Mostly these shops sell the products of local workshops that turn out pistols, rifles, and even automatic weapons, including heavy machine guns. Methods and tools are usually primitive, but used with great skill and much patience. The resulting arms are meticulous reproductions of the originals, often down to the serial numbers, and have similar performance characteristics. The only significant difference in in their durability; they are usually made from inferior materials (e.g., rifle barrels are often fabricated from rebar), and thus wear out relatively quickly. Currently, the most common weapon produced in the local factories is the AK-47, either the Russian or the Chinese versions, but other weapons can be had as well, such as a pretty good reproduction of the old British officer's sidearm, the .32 caliber Webley pistol, as well as other British weapons, some American arms, and even a local version of the Israeli Uzi. Prices are relatively low; a Darra made AK-47 sells for about $250, while ammo usually runs a dollar a round. The British found the frontier tribesmen so skilled at reproducing weapons that during the later decades of the Raj (1920s-1940s), they were very careful to keep mortars away from the Northwest Frontier Province, lest one be captured.

This enormous skill in making firearms is one reason for the extensive use of improvised weapons by the Taliban in Afghanistan. Aside from IEDs - improvised explosive devices - fabricated from old artillery shells or demolition munitions, "homemade" landmines have long been produced in the region (introduced by the British in a moment of forgetfulness some 80 years ago).

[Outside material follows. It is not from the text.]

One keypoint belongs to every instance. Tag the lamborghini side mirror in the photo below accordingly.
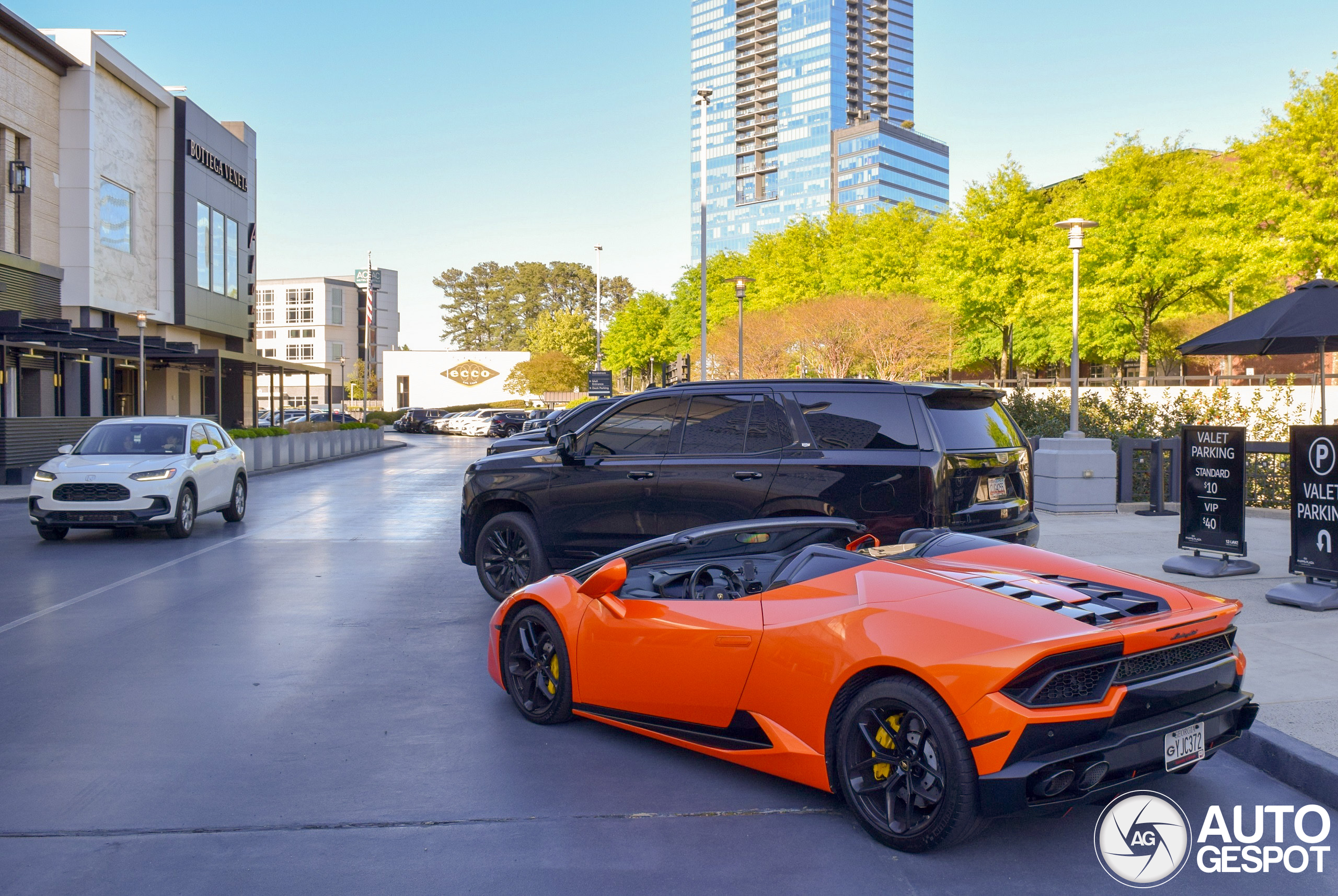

Although none have yet been encountered in the field, local weapons smiths are rumored to have developed an improvised anti-aircraft system using old Soviet 107-mm surface-to-surface rockets. The 107mm is not intended for use against aircraft. Reportedly, local weaponeers have been experimenting with substituting for the 107's standard fuze, an impact device, fuzes from old Soviet 23-mm to 57-mm anti-aircraft artillery rounds. These fuzes have a self-destruct feature. Hypothetically, 107mm rockets, with these fuzes attached, might be used in volleys to fill the air with shrapnel. On paper, this looks like it could work. In practice likely to prove little more than a nuisance, in certain tactical situations the improvisation might be quite effective.